Amanda Shires Addresses 'Our Problem' on New Pro-Choice Song
Amanda Shires has never been afraid to showcase her personal life, which has made both her and her husband Jason Isbell entertaining follows on social media. And she’s also outspoken about their politics and personal opinions.
In the past few months, Shires has been especially vocal about women’s reproductive rights, particularly abortion rights. She’s never been shy to share her personal experiences with the issue — and she’s willing to write about it, even if it alienates some of her fans.
“I’m privileged enough that what little of a career I have, I can’t really fuck it up,” Shires tells SPIN over the phone from her Tennessee home. “What was gonna happen? Less people are gonna come? Good. I didn’t want y’all there anyway.”
Last November, Shires teamed with Isbell to release “The Problem,” which is “about making tough decisions and not having to go it alone.” The just-released “Our Problem,” written prior to “The Problem,” serves as a bigger conversation — a group of women supportively discussing another woman’s abortion, offering them all a “better sense of community.” For the song, recorded remotely, she joined forces with Cyndi Lauper, Peaches, Angie Stone, Lilly Hiatt, Linda Perry, K. Flay, Morgane Stapleton, Nona Hendryx and Valerie June, along with Sheryl Crow on bass and Isbell on guitar.
The topic is especially salient now: Jan. 22 marks the 48th anniversary of the landmark Roe v. Wade Supreme Court decision that gave women in the United States the fundamental right to choose whether or not to have abortions.
“This song started with the idea of me having this conversation with my friend, and her being super supportive during my experience of having an abortion myself,” Shires says. “The idea started with that because she didn’t really believe the same things I believed, but was still found a way to help and be a good friend.”
Despite the broadly right-leaning views of the country community (just ask the Chicks how unforgiving that can be), Shires is not afraid to express progressive views in her music.
“It’s hard to find any political allies sometimes when you’re a woman because it is hard to make decisions to talk about topics that are divisive,” she says. “And to make those choices, when you know that the risk is to your own working career. I was telling my husband that the time was now to put the song out and wanting to help the folks in the greater South, where I live. We started talking about the problem in our personal experiences with making that [abortion] choice.
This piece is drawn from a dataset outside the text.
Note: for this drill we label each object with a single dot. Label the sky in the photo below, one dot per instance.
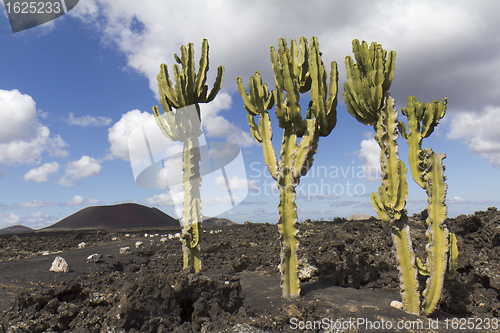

We decided to write it into the conversation and a different setting to maintain the vulnerability and the fact that we should all be allowed to make choices with our own bodies. And it’s silly that we even have to say that.”
Shires’ passion for the issue has been strengthened during the COVID era. She says that she recorded 18 new songs in the past week (“I don’t know what happened; I got inspired”), with one touching on what encompasses womanhood and the rest “more dimensional” and “celebrating, being a 38-year-old woman and encompassing more than just motherhood.” She says that the best of the batch will make it on an album that she’d like to release this year. Though her husband ribs her about being “positive to a fault,” Shires feels that, even with its difficult start, 2021 has better days ahead.
“If we can hang in there and keep trying and keep talking and not let things slip or become complacent, I think we could have some kind of renaissance in a way,” she says. “But that might be a little bit too romantic. It’d be really nice if Black people could go out without having to worry about getting attacked. And to be a girl and not have to worry about how you’re going to afford birth control.”